All'inaugurazione, presente Giovanna Damiani, Soprintendente per il Polo museale di Venezia e dei paesi della Gronda lagunare, è stato ribadito dai curatori come queste bellissime metope siano state prodotte dal grande scultore in una periodo, l’autunno della propria vita, dove occupava un posto rilevante la religione. Mazzocca spiega in catalogo che bisogna risalire al 1813 allorché Canova ebbe l’idea di “celebrare con una statua colossale la restaurazione del potere temporale e la rivincita della religione cattolica…”.

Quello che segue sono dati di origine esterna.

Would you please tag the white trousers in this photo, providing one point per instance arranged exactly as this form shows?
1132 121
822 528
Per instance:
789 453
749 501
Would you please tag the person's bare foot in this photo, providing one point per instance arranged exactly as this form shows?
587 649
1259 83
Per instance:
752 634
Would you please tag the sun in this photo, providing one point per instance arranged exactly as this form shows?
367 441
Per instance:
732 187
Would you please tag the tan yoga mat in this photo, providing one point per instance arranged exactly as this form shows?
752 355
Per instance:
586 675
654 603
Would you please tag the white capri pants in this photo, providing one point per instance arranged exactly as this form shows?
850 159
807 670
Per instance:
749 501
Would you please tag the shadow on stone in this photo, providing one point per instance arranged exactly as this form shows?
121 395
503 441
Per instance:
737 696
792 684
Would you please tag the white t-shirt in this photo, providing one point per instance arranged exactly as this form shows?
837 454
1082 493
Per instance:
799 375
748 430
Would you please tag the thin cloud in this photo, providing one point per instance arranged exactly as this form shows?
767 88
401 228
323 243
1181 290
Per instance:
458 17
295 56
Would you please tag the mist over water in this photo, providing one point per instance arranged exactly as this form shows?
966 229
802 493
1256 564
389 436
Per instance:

La statua era quella della Religione cattolica, che sarebbe dovuta essere alta 8 metri e collocata in San Pietro. Ma il Capitolo di San Pietro rifiutò l'offerta, e analoga sorte accadde ad altri due luoghi designati dallo scultore, il Pantheon e Santa Maria degli Angeli; per cui di essa rimasero pochi modelli e una incisione. Perché? Quasi sicuramente agli alti prelati - e non solo - non convinceva questo cimentarsi con l’antico; il tentare di conciliare il Fidia dell’'Athena Parthenos - richiamata nella struttura della Religione cattolica - e dello Zeus di Olimpia con i canoni della cattolicità. Per dirla con Mazzocca, a preoccupare la curia sarà stato il "convincente rapporto iconografico e formale con i colossi di Fidia che proiettava quello moderno in una dimensione deista e senza tempo”.A questo punto - siamo nel 1818; Canova morirà nel 1822 - lo scultore ritiene di impiegare la somma ingente di denaro che voleva dedicare alla Religione cattolica alla realizzazione del celebre tempio di Possagno. Che sarà un inno ai due grandi monumenti della grecità e della romanità, il Partenone e il Pantheon. Del primo, in particolare, Canova riprende il pronao ad otto colonne, e la trabeazione con triglifi e metope; del secondo, lo spazio interno. Se tuttavia nelle metope ora al British - che il grande scultore conosceva molto bene - c’erano storie mitiche che narravano la vittoria della ragione sulla forza bruta come la Centauromachia o la Gigantomachia, in quelle di Canova non potevano che esserci l’Antico e il Nuovo Testamento. Ne realizza, tra 1821 e 1822, sette sulle trentadue previste. Le spedisce quindi al presidente dell'Accademia di Belle Arti di Venezia, Leopoldo Cicognara, affinché venissero scolpite da scultori dell'Accademia. Mentre le metope, insieme ad un’altra trentina di gessi, anche di grandi dimensioni, resteranno per molta parte dell’Ottocento all'Accademia di Belle Arti come “suppellettile didattica” , successivamente cadranno nell'oblio - osserva Ceriana in catalogo - per un “progressivo disinteresse, convinto quando non addirittura astioso, verso i gessi”. Al punto che si perse la prima metopa (La creazione del mondo), “ormai introvabile, forse sottratta o più probabilmente abbandonata al dissolvimento”.